Запись 32. «Проверил две лаборатории, находящиеся в Горгороде. Они оказались не совсем заброшенные. Думаю о регионе».
Запись 33. «Осмотрел лаборатории, находящиеся за пределами полиса. Какие-то не подходят, потому что очень старые, какие-то — потому что специфика совсем другая и нет необходимого оборудования, а до каких-то просто невозможно добраться».
Запись 34. «Нашел! Одна проблема: в ней есть другие люди. Но это единственный вариант. Полису она не принадлежит. Можно попробовать купить... Сомневаюсь, конечно, но вдруг».
Запись 35. «Отказали...».
Запись 36. «Добрым и воспитанным людям очень трудно в этом мире. Он явно не для них задумывался. Начинаю терять веру в людей».

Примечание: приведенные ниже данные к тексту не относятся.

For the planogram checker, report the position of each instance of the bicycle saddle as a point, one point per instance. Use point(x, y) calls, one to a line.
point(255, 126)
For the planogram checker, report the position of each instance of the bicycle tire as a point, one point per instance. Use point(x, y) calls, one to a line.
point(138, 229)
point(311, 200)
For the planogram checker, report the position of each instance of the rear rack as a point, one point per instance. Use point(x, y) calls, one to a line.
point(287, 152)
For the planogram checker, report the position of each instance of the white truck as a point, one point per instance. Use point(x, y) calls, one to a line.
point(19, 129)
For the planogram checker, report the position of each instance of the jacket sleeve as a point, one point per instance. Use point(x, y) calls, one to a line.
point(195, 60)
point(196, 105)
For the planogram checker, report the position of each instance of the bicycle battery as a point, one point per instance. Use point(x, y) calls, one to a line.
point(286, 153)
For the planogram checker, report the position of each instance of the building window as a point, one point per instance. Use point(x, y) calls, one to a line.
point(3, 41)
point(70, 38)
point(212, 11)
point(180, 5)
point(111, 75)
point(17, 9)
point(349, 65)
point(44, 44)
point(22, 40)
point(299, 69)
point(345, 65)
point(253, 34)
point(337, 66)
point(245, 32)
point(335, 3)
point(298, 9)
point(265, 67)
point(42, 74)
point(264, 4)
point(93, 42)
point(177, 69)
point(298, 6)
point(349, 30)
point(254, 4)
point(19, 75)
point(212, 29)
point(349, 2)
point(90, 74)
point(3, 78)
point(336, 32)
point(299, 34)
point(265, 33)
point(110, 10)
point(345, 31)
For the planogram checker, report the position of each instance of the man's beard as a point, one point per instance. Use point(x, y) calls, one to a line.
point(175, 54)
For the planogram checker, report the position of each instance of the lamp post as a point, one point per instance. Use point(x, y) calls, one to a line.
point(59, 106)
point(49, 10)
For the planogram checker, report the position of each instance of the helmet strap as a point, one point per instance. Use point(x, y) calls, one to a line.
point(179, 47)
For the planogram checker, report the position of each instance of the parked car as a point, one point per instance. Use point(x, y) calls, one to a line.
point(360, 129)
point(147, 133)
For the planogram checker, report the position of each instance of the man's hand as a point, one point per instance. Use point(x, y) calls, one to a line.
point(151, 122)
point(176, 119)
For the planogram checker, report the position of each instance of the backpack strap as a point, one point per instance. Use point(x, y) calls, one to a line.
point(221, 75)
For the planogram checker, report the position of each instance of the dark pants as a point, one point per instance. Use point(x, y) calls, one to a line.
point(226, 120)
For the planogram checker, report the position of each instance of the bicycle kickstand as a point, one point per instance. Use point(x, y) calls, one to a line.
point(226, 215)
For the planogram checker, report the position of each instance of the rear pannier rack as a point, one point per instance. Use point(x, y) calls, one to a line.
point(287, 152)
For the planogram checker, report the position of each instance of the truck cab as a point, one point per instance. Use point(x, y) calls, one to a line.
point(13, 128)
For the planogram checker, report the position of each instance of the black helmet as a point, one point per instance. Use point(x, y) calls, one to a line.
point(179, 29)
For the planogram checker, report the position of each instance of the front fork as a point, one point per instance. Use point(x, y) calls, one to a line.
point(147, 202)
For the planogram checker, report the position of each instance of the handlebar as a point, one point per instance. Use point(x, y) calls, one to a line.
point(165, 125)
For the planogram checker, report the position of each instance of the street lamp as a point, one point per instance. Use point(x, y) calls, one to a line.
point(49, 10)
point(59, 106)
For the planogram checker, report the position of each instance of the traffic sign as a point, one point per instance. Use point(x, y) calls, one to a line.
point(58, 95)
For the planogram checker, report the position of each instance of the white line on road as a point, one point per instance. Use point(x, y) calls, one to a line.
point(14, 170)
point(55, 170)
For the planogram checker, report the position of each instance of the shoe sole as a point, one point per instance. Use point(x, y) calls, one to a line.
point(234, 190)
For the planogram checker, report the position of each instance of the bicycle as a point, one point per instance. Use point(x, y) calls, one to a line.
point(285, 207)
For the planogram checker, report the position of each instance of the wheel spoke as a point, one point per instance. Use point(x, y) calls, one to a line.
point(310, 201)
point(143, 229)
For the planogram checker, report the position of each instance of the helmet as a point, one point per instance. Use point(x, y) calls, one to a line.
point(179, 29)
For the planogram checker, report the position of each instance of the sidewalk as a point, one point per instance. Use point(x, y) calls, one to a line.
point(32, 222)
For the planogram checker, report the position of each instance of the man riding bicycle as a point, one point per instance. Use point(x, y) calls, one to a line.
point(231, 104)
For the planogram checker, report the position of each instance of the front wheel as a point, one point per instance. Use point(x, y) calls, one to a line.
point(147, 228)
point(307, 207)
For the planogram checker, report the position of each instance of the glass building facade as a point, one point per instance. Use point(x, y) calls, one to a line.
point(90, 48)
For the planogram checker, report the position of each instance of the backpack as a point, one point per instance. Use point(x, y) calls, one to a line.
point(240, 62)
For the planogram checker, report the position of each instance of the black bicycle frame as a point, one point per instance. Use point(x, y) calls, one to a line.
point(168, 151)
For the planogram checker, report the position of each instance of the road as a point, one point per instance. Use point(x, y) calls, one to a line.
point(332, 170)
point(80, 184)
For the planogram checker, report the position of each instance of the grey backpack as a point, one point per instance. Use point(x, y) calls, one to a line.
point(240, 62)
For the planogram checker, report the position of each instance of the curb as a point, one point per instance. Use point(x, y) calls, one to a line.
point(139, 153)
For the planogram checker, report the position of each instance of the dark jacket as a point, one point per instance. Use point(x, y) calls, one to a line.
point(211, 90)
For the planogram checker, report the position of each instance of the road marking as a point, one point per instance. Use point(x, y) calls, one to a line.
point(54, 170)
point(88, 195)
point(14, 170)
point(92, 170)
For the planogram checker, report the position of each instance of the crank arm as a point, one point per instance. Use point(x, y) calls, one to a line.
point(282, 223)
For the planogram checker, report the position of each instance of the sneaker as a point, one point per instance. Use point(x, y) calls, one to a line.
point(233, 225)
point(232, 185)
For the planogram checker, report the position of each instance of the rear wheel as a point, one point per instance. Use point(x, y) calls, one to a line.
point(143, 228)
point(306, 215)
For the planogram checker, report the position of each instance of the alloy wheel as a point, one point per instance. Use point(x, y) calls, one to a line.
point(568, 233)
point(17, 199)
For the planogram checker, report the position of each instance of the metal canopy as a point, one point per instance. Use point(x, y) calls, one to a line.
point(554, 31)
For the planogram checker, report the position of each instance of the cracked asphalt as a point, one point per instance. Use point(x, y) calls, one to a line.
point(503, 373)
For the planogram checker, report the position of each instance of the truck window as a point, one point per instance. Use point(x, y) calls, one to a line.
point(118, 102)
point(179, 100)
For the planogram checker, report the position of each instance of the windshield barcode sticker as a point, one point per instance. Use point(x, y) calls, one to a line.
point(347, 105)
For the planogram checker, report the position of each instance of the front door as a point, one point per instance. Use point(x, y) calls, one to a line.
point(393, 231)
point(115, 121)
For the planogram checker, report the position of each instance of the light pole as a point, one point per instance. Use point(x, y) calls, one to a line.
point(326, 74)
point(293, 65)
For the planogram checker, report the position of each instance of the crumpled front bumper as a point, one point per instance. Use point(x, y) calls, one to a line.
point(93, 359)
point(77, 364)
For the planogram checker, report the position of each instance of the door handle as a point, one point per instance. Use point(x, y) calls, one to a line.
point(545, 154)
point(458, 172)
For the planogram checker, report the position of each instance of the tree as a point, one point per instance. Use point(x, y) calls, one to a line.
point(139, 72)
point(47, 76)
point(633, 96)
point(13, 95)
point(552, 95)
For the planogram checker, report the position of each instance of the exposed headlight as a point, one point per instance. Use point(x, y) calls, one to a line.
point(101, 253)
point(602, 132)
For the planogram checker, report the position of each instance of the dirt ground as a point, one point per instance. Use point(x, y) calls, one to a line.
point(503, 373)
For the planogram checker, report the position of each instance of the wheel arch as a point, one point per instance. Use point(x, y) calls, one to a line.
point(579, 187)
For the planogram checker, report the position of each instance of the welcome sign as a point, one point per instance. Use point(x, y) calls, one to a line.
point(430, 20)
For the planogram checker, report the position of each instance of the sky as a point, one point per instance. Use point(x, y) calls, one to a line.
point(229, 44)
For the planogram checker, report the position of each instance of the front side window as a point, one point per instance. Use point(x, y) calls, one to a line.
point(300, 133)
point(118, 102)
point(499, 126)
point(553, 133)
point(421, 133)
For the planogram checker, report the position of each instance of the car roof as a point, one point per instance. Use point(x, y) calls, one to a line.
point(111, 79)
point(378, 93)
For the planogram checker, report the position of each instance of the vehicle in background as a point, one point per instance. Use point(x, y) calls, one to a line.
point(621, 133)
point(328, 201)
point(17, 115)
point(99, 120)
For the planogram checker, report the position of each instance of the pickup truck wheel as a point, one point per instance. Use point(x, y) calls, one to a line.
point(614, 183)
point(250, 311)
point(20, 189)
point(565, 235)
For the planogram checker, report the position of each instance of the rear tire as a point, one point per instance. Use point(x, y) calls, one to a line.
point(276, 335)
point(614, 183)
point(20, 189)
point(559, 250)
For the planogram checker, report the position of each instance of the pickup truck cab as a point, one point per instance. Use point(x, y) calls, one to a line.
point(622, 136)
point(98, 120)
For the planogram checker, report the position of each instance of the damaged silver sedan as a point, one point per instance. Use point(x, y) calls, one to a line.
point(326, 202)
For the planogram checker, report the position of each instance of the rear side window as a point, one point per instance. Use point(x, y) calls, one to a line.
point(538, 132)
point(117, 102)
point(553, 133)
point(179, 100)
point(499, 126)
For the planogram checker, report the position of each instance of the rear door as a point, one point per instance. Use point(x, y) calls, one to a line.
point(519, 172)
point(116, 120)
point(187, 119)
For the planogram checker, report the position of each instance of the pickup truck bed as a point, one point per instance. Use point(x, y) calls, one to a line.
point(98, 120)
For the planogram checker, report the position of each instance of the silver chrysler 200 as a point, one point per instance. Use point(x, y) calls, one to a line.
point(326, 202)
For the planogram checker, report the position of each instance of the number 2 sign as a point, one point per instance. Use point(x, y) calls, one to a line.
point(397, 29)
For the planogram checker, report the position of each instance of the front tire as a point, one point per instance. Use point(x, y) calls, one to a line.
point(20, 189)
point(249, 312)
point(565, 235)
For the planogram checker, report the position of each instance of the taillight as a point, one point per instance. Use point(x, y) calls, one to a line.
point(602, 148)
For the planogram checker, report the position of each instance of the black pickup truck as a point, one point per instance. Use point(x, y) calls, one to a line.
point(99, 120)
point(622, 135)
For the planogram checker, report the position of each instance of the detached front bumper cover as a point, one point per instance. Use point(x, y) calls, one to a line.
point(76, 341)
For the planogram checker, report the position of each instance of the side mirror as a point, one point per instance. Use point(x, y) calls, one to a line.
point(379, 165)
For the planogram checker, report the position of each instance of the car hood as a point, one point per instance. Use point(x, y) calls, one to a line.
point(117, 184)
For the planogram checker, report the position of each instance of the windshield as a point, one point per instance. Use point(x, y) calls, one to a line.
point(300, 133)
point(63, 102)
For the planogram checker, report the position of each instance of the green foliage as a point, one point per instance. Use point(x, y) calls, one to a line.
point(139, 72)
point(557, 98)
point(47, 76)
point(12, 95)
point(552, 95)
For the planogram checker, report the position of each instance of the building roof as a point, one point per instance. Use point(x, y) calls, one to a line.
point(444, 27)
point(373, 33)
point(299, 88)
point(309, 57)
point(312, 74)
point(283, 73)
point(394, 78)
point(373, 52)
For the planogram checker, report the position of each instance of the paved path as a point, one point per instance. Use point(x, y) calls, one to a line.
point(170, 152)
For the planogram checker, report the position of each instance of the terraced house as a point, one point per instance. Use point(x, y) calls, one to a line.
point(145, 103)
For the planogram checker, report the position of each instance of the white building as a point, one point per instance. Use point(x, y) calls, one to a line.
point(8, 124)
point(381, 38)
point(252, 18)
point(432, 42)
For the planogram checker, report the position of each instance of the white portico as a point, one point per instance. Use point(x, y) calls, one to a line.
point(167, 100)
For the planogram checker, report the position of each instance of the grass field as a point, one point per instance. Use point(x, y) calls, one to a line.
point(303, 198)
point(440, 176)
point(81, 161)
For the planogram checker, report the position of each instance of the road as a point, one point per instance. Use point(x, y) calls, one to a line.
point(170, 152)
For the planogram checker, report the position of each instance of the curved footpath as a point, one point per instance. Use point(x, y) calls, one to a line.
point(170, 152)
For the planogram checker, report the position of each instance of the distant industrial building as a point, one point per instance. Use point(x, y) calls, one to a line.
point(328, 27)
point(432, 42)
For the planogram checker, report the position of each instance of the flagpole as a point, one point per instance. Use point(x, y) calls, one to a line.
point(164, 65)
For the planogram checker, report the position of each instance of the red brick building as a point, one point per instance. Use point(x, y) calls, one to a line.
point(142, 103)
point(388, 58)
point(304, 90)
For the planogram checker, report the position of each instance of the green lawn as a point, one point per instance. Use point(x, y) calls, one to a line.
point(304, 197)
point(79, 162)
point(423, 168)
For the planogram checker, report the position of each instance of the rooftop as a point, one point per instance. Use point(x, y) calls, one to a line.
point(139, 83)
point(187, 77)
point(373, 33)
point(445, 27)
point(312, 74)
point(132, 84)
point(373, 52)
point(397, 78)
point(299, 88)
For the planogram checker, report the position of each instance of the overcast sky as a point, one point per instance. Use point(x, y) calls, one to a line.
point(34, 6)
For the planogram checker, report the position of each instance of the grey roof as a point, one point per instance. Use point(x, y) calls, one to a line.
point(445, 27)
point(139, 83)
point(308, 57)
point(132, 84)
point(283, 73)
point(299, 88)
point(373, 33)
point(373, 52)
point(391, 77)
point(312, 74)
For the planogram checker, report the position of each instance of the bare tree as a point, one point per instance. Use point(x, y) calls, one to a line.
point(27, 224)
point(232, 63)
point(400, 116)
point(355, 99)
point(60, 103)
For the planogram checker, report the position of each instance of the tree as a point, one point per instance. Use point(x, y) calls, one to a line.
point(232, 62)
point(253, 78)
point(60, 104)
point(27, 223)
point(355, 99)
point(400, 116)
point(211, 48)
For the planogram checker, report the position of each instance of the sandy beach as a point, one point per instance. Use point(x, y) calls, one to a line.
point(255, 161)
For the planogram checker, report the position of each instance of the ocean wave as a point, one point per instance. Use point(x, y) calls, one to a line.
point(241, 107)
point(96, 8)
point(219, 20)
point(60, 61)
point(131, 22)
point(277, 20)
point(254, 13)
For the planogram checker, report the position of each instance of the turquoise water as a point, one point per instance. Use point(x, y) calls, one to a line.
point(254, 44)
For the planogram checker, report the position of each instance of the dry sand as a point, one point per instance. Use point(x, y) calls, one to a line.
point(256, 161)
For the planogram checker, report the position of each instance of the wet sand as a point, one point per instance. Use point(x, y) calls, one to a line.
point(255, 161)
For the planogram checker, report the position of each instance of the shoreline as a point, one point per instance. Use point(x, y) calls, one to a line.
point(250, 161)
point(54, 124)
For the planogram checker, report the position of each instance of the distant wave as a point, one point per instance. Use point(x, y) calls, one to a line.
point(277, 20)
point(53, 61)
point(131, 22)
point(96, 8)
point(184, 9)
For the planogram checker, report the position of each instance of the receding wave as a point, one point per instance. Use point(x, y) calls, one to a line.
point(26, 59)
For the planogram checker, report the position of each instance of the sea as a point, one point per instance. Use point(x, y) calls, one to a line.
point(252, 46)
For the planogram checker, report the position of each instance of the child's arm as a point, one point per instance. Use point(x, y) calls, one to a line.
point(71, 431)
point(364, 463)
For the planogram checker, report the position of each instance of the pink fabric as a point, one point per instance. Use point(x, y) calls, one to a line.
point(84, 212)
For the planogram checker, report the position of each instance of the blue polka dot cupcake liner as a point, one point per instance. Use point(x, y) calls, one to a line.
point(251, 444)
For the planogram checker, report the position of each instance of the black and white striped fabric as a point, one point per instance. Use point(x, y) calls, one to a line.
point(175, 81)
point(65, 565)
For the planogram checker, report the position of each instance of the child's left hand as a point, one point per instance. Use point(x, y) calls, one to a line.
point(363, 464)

Запись 37. «Рассказал работникам лаборатории свою идею. Назвали психом. Пообещал денег — отказали. Рассказал им, кто я, сказал, что готов ради Гемеллы работать на них бесплатно — назвали психом и отказали».
Запись 38. «Бесит!»
Запись 39. «Глядя на людей, как на популяцию, без всего этого гуманистического дерьма и вечно меняющихся культурных ценностей, замечаешь, что счастливы лишь те, кто одиозен этике. Все эти правила... Для кого они на самом деле? Просто цирк! Эти идеологи рисуют в облаках идеальный мир, а сами шарят по карманам, отбирая последнее. Людей отправляют к солнцу, пусть мечтами будут сыты, а сами жрут с корыта, похрюкивая. Вбивают в голову мысль, что без них мир рухнет и всё закончится войной, насилием и издевательствами, но, в целом, они никому не нужны, паразиты. Люди не способны организоваться для большой войны, если довольны жизнью и не видят для себя угрозы, и потому тварям приходится выдумывать врага, находить его в других, живущих за рекой. И не дай бог ты думаешь иначе: отправят в ссылку, расстреляют, назовут предателем и врагом народа. А народ сожрет эту чушь и будет кидаться камнями, истекая слюной и пеной. И не будет этому конца, потому что людей слишком много, чтобы отделять зерна от плевел. Люди будут грызть друг другу глотки по мелочам, подчиняться, примыкая к более влиятельным тварям, и кричать, что счастье в подчинении их взглядам. Другие к ним потянутся, будут прыгать по команде и радоваться, что они теперь часть чего-то большого, важного. А я так больше не могу. Не могу! У меня свои идеалы и цели. И я сожру любого, кто встанет у меня на пути. Хватит считаться с мыслью, что другой тоже что-то чувствует и что я могу его обидеть или расстроить — вдруг подумает обо мне плохо? В жопу! В ЖОПУ ЧУЖОЕ МНЕНИЕ! В первую очередь, есть я и мои интересы».